Module 5: When Does the Model Forget?
The Archaeologist — Excavate the boundaries of memory
Duration: 60 min | Difficulty: Intermediate | Prerequisite: Module 1, Module 4
The Aha Moment
Context isn't memory — it's a sliding window. The model doesn't remember your conversation. It re-reads the entire transcript every time, and when it runs out of space, old messages simply vanish.
This is the insight that dismantles the most pervasive illusion about AI assistants: that they "remember" you. When you chat with a language model, it feels like a continuous conversation with a being that recalls what you said five minutes ago.
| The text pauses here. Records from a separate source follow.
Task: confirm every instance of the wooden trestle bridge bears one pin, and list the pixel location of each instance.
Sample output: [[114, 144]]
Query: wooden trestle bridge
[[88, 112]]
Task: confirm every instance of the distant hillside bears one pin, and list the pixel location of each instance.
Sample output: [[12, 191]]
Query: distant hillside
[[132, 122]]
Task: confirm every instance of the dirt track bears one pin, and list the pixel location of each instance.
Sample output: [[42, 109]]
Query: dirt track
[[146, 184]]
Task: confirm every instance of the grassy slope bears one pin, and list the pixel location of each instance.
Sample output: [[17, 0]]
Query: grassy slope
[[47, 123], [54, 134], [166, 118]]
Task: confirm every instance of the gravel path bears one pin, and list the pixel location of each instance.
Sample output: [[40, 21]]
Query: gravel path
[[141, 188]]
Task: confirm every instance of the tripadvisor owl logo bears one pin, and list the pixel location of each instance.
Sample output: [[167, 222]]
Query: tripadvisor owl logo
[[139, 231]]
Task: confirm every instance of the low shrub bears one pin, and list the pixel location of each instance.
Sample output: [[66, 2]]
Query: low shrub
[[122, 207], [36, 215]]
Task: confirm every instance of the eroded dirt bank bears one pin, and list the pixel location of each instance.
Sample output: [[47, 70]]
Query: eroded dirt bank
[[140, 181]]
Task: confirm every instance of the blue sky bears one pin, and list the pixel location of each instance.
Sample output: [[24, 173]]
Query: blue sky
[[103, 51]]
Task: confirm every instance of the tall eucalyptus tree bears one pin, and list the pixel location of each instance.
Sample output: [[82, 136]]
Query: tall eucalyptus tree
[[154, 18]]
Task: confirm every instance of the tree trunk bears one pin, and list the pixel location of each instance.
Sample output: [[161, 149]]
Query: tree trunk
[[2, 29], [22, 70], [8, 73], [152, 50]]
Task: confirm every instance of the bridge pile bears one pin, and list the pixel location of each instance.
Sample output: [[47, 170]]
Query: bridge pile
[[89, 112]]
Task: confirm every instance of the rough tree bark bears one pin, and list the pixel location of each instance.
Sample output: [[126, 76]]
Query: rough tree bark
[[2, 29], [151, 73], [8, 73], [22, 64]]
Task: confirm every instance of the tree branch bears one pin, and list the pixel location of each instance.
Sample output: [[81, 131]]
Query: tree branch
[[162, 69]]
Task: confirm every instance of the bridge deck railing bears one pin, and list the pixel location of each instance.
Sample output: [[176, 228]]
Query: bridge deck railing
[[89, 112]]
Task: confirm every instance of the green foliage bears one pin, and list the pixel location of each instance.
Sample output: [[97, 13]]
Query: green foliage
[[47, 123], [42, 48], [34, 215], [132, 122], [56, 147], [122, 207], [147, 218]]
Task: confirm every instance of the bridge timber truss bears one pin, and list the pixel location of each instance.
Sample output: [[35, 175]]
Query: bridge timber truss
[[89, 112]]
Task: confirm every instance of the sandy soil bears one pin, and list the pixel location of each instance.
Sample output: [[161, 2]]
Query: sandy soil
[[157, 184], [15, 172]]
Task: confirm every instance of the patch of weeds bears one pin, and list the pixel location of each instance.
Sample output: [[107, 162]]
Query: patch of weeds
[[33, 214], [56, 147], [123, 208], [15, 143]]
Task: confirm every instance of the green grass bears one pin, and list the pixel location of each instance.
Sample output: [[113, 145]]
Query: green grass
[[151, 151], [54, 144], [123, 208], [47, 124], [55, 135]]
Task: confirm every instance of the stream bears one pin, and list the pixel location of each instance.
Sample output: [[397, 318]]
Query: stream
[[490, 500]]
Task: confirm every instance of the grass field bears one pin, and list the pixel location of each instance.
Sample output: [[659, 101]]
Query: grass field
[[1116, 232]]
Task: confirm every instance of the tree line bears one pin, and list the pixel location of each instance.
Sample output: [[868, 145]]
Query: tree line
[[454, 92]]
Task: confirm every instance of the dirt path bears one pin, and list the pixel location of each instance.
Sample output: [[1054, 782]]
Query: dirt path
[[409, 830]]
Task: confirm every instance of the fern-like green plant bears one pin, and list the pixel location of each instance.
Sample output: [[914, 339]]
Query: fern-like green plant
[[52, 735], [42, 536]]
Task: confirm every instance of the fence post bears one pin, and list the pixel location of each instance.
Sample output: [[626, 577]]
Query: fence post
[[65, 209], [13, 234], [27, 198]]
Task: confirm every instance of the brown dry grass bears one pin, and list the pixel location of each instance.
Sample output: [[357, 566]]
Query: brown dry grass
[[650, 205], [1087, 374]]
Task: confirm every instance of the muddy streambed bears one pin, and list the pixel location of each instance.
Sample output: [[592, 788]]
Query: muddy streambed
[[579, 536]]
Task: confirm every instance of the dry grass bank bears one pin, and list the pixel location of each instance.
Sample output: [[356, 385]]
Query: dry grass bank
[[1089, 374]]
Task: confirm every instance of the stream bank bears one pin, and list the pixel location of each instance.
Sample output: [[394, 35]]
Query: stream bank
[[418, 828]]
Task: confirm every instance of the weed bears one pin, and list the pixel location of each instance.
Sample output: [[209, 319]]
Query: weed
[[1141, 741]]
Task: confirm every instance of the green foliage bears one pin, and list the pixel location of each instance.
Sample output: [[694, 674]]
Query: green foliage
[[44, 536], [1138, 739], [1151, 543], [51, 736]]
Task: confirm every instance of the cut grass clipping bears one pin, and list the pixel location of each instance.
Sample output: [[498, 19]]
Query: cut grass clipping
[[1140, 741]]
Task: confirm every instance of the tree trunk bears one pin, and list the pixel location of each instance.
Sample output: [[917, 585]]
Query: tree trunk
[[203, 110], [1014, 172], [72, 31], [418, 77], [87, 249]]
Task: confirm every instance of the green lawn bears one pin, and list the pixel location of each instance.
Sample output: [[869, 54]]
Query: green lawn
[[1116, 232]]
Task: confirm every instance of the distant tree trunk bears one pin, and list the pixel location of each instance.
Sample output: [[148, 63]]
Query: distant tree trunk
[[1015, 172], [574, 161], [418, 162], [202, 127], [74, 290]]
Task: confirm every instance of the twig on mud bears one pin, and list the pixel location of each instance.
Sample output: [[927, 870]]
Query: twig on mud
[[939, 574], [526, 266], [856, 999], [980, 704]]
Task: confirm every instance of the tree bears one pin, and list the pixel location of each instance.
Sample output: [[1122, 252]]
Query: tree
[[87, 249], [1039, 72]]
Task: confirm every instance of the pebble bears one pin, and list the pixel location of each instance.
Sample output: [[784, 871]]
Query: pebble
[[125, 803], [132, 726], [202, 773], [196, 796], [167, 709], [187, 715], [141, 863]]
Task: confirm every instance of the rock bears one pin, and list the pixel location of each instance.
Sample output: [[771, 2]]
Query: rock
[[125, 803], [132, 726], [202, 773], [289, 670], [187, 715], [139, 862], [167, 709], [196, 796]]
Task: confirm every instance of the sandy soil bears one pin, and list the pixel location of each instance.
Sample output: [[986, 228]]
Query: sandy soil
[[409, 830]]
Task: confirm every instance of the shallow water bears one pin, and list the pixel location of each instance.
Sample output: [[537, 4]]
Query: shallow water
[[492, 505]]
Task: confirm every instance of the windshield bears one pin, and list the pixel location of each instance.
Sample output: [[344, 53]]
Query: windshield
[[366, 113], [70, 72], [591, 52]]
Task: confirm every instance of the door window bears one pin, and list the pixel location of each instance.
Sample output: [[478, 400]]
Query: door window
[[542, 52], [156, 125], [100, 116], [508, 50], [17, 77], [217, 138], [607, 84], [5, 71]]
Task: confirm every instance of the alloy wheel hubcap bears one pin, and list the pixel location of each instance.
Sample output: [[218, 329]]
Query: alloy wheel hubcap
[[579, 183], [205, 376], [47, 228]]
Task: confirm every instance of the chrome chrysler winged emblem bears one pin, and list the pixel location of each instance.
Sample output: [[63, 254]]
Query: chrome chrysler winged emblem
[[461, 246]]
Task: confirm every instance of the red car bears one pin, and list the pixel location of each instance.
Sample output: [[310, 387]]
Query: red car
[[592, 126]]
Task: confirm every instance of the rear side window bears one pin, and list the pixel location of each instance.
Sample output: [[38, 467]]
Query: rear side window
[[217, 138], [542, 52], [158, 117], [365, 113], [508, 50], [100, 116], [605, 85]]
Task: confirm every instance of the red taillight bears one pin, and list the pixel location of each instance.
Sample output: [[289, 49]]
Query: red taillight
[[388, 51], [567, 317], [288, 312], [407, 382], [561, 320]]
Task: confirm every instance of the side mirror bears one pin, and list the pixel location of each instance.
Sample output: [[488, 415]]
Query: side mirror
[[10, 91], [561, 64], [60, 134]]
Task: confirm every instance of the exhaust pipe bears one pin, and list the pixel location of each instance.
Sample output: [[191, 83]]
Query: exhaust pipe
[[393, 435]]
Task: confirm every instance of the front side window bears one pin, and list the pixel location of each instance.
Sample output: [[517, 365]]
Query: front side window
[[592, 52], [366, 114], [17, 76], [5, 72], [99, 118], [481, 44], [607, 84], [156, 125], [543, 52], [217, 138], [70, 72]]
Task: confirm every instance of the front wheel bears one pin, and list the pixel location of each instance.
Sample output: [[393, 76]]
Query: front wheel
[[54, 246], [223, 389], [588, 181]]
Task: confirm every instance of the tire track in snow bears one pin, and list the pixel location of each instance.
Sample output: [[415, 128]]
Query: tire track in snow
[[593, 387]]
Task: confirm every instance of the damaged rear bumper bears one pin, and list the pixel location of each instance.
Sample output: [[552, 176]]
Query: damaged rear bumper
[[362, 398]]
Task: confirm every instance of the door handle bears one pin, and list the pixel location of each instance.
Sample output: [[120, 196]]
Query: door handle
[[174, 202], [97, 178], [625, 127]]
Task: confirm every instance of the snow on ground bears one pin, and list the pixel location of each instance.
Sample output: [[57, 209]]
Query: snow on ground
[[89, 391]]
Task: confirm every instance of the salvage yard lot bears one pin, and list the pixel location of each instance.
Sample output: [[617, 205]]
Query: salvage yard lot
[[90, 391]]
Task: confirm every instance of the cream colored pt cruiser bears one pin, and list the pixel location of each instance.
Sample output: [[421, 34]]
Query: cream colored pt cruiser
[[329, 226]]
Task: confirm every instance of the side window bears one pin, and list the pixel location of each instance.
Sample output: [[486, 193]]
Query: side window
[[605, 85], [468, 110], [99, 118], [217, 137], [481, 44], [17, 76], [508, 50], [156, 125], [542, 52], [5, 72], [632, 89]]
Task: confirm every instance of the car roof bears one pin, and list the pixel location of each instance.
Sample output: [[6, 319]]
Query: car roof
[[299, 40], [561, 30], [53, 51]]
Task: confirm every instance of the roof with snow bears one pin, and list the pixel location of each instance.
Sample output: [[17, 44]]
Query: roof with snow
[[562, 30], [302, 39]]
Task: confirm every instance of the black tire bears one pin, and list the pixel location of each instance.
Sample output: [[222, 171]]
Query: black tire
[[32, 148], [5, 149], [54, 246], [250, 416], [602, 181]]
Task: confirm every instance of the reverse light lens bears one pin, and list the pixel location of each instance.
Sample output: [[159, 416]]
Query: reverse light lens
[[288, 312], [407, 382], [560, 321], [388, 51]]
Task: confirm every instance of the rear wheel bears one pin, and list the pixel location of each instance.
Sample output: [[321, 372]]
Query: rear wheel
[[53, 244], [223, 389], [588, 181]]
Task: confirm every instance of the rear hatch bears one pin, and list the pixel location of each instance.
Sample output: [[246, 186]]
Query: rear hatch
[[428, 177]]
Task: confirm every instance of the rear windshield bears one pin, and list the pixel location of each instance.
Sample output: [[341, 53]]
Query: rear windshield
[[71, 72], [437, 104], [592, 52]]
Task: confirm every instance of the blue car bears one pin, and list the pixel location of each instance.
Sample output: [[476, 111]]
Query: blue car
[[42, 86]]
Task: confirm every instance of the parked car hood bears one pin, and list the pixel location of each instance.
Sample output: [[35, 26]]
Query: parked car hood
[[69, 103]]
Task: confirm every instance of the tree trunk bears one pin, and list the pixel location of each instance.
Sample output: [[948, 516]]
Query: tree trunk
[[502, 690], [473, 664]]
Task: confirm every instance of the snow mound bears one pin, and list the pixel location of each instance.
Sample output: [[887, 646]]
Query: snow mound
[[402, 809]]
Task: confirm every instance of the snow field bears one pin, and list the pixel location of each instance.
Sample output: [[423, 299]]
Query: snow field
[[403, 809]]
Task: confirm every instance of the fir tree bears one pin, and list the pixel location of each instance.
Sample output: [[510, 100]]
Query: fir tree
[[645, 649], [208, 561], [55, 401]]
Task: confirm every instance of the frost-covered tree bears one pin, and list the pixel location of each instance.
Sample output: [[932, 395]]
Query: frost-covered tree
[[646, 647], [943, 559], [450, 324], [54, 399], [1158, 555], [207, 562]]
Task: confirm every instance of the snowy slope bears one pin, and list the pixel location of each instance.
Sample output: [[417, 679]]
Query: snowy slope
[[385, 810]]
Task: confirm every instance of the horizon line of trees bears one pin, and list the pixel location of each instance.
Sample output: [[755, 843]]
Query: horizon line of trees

In reality, every single API call sends the entire conversation history from scratch. The model has no persistent internal state between calls — no memory register, no diary, no filing cabinet. It receives a block of text, generates a response, and immediately forgets everything.
The consequences are profound. There is a hard limit — the context window — on how much text fits in that block. When your conversation exceeds it, the oldest messages are silently dropped. The model does not gracefully summarize what it lost. It does not flag that it can no longer see your earlier instructions. Those messages simply cease to exist from the model's perspective, as if they were never written. Understanding this transforms how students design prompts, structure conversations, and evaluate the reliability of AI systems in production.
Conceptual Background
What is a context window?
A context window is the fixed-size buffer of tokens that a language model can process in a single call. It is not memory. It is not storage. It is more like a desk — there is only so much paper you can spread across it before things start falling off the edge.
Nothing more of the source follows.